Here, we're going to go over some basic text cleaning steps in Python.

In [1]:
raw_docs = ["Here are some very simple basic sentences.",
"They won't be very interesting, I'm afraid.",
"The point of these examples is to _learn how basic text cleaning works_ on *very simple* data."]

### Tokenizing text into bags of words

NLTK makes it easy to convert documents-as-strings into word-vectors, a process called tokenizing.

In [3]:
from nltk.tokenize import word_tokenize

tokenized_docs = [word_tokenize(doc) for doc in raw_docs]
print tokenized_docs

### Removing punctuation

Punctuation can help with tokenizers, but once you've done that, there's no reason to keep it around. There are tons of ways to remove punctuation. Since we have already learned regex, how would we do this?

In [None]:
import re
import string
regex = re.compile('[%s]' % re.escape(string.punctuation)) #see documentation here: http://docs.python.org/2/library/string.html

tokenized_docs_no_punctuation = []

for review in tokenized_docs:
    
    new_review = []
    for token in review: 
        new_token = regex.sub(u'', token)
        if not new_token == u'':
            new_review.append(new_token)
    
    tokenized_docs_no_punctuation.append(new_review)
    
print tokenized_docs_no_punctuation

### Cleaning text of stopwords

There are some really basic words that just don't matter. NLTK comes with a list of them for many languages.

In [None]:
from nltk.corpus import stopwords

tokenized_docs_no_stopwords = []
for doc in tokenized_docs_no_punctuation:
    new_term_vector = []
    for word in doc:
        if not word in stopwords.words('english'):
            new_term_vector.append(word)
    tokenized_docs_no_stopwords.append(new_term_vector)
            
print tokenized_docs_no_stopwords


### Stemming and Lemmatizing

If you have taken linguistics, you may be familiar with morphology. This is the belief that words have a root form. If you want to get to the basic term meaning of the word, you can try applying a stemmer or lemmatizer. Here are three very popular methods ready to go right out of the NLTK box.

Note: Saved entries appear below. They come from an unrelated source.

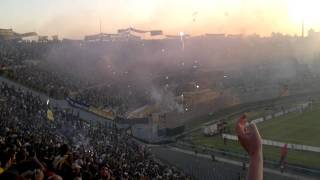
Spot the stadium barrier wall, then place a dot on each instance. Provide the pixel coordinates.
(279, 144)
(299, 108)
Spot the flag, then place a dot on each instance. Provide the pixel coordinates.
(283, 153)
(50, 115)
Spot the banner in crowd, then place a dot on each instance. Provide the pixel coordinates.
(50, 115)
(100, 112)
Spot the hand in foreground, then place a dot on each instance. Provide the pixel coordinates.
(249, 136)
(250, 140)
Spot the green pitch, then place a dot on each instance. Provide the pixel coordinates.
(298, 128)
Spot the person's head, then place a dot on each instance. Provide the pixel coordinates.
(64, 149)
(105, 173)
(7, 158)
(20, 156)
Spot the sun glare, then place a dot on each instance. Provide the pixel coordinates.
(304, 10)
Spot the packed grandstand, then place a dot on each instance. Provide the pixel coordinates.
(141, 91)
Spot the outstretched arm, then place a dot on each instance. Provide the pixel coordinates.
(250, 140)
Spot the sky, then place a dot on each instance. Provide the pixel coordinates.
(76, 18)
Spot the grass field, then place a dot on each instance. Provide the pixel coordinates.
(299, 128)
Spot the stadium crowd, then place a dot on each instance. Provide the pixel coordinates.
(34, 147)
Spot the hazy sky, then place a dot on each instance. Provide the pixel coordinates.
(75, 18)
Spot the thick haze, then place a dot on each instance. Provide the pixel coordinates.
(74, 19)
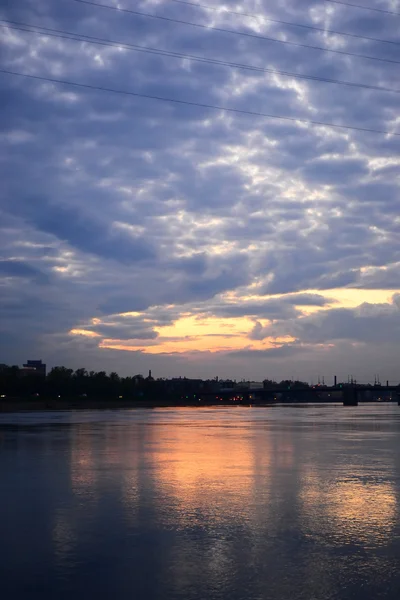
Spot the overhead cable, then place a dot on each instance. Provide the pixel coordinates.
(78, 37)
(196, 104)
(234, 32)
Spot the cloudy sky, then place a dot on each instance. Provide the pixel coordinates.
(139, 233)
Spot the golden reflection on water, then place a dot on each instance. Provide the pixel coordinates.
(206, 472)
(350, 510)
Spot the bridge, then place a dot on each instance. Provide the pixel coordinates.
(350, 395)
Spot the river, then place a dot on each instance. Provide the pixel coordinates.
(280, 503)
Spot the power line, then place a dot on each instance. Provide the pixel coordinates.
(243, 33)
(263, 17)
(381, 10)
(77, 37)
(196, 104)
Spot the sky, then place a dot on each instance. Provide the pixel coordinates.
(138, 233)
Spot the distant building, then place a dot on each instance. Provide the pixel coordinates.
(150, 377)
(34, 367)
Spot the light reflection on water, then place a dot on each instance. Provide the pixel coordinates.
(201, 503)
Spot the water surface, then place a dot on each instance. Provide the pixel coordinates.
(221, 503)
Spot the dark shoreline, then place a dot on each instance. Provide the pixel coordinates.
(21, 404)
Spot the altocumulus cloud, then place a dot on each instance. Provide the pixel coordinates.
(206, 239)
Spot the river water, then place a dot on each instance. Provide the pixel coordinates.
(288, 503)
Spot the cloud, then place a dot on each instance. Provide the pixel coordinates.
(117, 204)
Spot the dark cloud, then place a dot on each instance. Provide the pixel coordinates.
(111, 203)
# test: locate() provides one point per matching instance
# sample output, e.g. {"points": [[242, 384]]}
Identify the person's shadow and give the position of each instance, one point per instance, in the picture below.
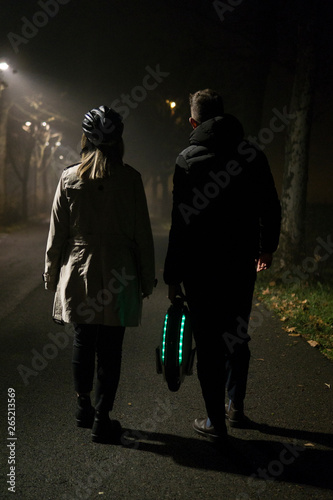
{"points": [[302, 457]]}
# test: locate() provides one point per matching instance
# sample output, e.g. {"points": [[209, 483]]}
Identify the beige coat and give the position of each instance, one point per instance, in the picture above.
{"points": [[100, 254]]}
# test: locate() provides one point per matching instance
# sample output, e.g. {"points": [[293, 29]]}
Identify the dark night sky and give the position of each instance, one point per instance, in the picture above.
{"points": [[93, 52]]}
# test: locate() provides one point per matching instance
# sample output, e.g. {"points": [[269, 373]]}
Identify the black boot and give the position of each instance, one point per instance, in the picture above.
{"points": [[85, 412], [105, 430]]}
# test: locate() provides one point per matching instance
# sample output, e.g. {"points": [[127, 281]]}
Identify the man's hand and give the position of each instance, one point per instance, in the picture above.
{"points": [[264, 262], [175, 291]]}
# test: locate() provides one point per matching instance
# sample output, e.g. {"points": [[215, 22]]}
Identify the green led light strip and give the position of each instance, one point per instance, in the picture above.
{"points": [[164, 336], [181, 338]]}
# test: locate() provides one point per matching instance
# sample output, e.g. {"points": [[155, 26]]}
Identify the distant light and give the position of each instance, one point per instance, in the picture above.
{"points": [[172, 104], [4, 66]]}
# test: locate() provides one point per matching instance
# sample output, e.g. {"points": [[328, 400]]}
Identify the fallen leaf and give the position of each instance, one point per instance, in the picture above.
{"points": [[313, 343], [290, 329]]}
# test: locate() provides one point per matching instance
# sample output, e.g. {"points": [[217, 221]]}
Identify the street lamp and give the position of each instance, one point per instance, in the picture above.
{"points": [[4, 66]]}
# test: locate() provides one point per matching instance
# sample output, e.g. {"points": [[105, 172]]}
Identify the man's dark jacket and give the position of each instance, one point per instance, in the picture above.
{"points": [[226, 209]]}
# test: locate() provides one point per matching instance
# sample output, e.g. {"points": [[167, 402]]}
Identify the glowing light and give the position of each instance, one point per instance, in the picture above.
{"points": [[181, 339], [4, 66], [172, 104], [164, 337]]}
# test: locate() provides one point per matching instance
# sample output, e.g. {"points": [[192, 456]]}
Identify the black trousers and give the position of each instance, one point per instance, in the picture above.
{"points": [[104, 344], [220, 307]]}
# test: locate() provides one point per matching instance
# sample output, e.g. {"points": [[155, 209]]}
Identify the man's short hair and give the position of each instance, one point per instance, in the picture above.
{"points": [[206, 104]]}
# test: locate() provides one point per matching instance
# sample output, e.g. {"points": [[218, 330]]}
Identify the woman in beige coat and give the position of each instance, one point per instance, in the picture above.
{"points": [[100, 263]]}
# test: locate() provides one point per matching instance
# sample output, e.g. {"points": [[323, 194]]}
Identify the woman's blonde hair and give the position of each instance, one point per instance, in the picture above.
{"points": [[97, 162]]}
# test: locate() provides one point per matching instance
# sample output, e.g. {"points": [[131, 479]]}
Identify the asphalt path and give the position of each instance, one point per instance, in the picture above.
{"points": [[286, 454]]}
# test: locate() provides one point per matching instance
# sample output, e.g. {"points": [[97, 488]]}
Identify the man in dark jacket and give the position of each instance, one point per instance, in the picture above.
{"points": [[225, 227]]}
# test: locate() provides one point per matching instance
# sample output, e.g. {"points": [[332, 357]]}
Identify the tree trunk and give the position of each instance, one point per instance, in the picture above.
{"points": [[294, 190], [4, 108]]}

It's up to you to see which one you want to use.

In [None]:
from nltk.stem.porter import PorterStemmer
from nltk.stem.snowball import SnowballStemmer
from nltk.stem.wordnet import WordNetLemmatizer

porter = PorterStemmer()
snowball = SnowballStemmer('english')
wordnet = WordNetLemmatizer()

preprocessed_docs = []

for doc in tokenized_docs_no_stopwords:
    final_doc = []
    for word in doc:
        final_doc.append(porter.stem(word))
        #final_doc.append(snowball.stem(word))
        #final_doc.append(wordnet.lemmatize(word)) #note that lemmatize() can also takes part of speech as an argument!
    preprocessed_docs.append(final_doc)

print preprocessed_docs

### Remember how we made a list of review texts in Text 1?

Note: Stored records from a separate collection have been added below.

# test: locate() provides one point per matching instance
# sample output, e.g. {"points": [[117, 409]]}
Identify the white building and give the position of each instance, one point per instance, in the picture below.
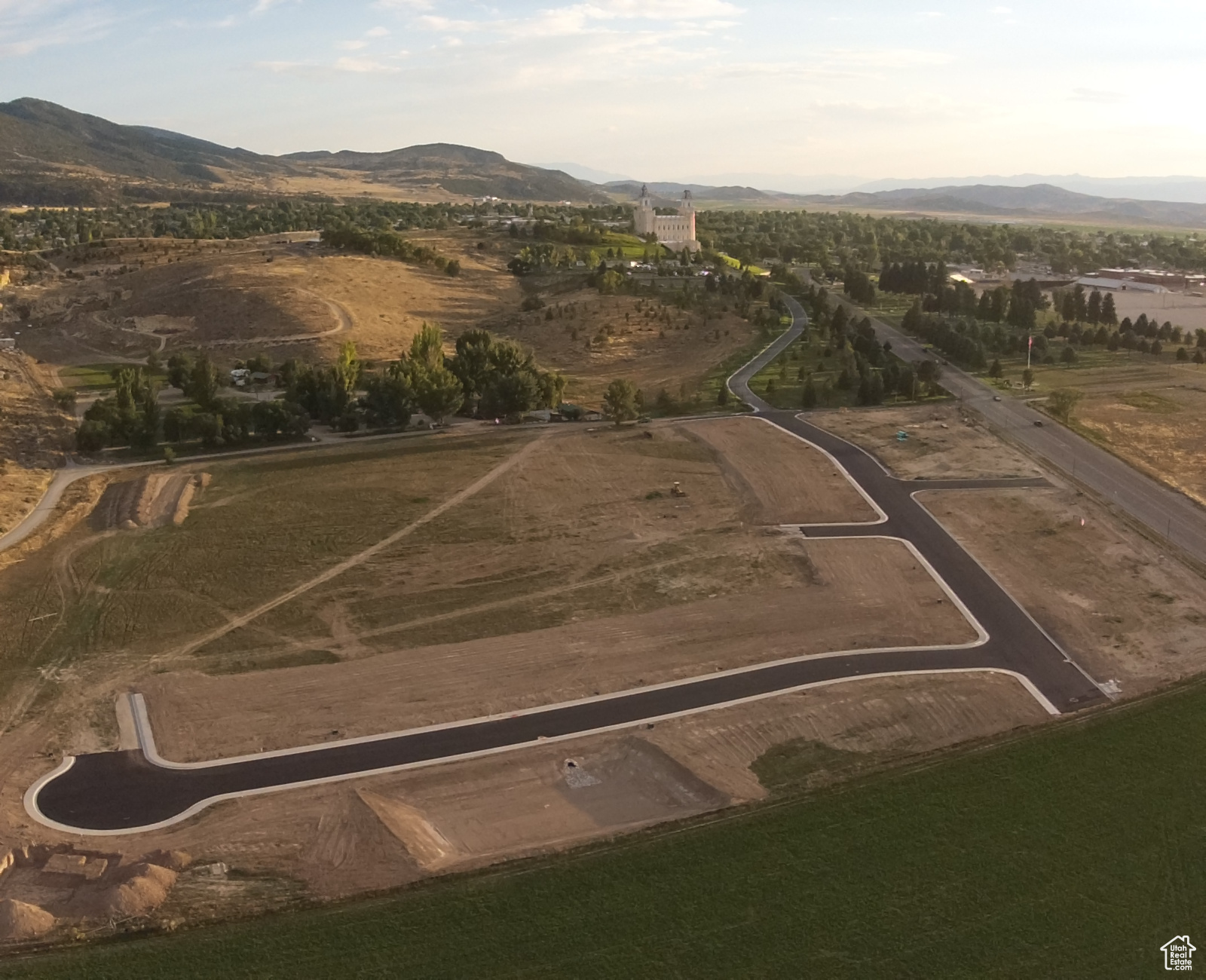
{"points": [[675, 232]]}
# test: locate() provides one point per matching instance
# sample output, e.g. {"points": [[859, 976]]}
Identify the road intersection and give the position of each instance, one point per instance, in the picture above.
{"points": [[128, 791]]}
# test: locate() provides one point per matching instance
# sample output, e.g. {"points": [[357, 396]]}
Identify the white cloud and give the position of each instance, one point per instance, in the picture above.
{"points": [[263, 6], [667, 10], [365, 66], [28, 26]]}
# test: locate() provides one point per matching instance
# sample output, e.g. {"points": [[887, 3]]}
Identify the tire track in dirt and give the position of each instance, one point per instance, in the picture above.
{"points": [[344, 323], [361, 556]]}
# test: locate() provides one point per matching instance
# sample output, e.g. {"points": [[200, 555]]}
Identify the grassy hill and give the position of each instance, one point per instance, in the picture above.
{"points": [[54, 156], [1040, 201]]}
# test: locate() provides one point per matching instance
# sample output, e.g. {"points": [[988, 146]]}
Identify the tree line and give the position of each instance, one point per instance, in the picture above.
{"points": [[835, 241], [390, 244]]}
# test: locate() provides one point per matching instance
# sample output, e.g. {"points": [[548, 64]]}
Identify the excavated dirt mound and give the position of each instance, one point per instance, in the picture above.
{"points": [[151, 501], [20, 921], [144, 891]]}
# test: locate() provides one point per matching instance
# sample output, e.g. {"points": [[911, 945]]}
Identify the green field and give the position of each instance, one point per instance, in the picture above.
{"points": [[736, 265], [807, 355], [630, 247], [98, 377], [1073, 851], [709, 387]]}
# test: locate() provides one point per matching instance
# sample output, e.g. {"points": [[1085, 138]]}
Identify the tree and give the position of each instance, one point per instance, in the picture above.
{"points": [[203, 383], [437, 390], [1095, 307], [427, 347], [619, 401], [928, 373], [871, 389], [1063, 403], [510, 395], [347, 369], [808, 397], [389, 399], [611, 283], [92, 436]]}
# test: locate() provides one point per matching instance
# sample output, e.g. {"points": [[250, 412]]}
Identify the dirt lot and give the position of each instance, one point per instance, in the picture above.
{"points": [[1149, 411], [571, 574], [595, 339], [941, 444], [297, 299], [787, 480], [152, 501], [1179, 308], [389, 831], [1119, 604], [1157, 429], [244, 297], [33, 435], [865, 594]]}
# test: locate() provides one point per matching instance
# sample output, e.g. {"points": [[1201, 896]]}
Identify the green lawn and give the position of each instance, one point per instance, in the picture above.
{"points": [[736, 265], [806, 355], [709, 387], [98, 377], [630, 247], [1073, 851]]}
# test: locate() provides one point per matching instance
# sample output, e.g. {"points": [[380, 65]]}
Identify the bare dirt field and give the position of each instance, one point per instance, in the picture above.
{"points": [[298, 299], [1157, 429], [151, 501], [1119, 604], [1179, 308], [33, 436], [572, 574], [942, 442], [787, 480], [244, 297], [595, 339], [866, 594], [389, 831], [1149, 411]]}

Create a new list of review_texts called clean_reviews that are: tokenized, free of punctuation, free of stopwords, stemmed or lemmatized

In [None]:
import os
import csv

#os.chdir('/Users/rweiss/Dropbox/presentations/IRiSS2013/text2/extra/')

with open('amazon/sociology_2010.csv', 'rb') as csvfile:
    amazon_reader = csv.DictReader(csvfile, delimiter=',')
    amazon_reviews = [row['review_text'] for row in amazon_reader]
    
    #your code here!!!

### Removing HTML entities and tags

Recall that HTML entities are an artifact from the pre-Unicode era. Browsers know to render HTML entities a certain way on the page, but we don't need them anymore.

Here's some code that will do this for you (function courtesy of the author of lxml).

In [None]:
import re, htmlentitydefs

##
# Removes HTML or XML character references and entities from a text string.
#
# @param text The HTML (or XML) source text.
# @return The plain text, as a Unicode string, if necessary.
# AUTHOR: Fredrik Lundh

def unescape(text):
    def fixup(m):
        text = m.group(0)
        if text[:2] == "&#":
            # character reference
            try:
                if text[:3] == "&#x":
                    return unichr(int(text[3:-1], 16))
                else:
                    return unichr(int(text[2:-1]))
            except ValueError:
                pass
        else:
            # named entity
            try:
                text = unichr(htmlentitydefs.name2codepoint[text[1:-1]])
            except KeyError:
                pass
        return text # leave as is
    return re.sub("&#?\w+;", fixup, text)

test_string ="<p>While many of the stories tugged at the heartstrings, I never felt manipulated by the authors. (Note: Part of the reason why I don't like the &quot;Chicken Soup for the Soul&quot; series is that I feel that the authors are just dying to make the reader clutch for the box of tissues.)"

print test_string
print unescape(test_string)

In [None]:
import nltk

nltk.clean_html(unescape(test_string.decode('utf8'))) #notice that it returns unicode!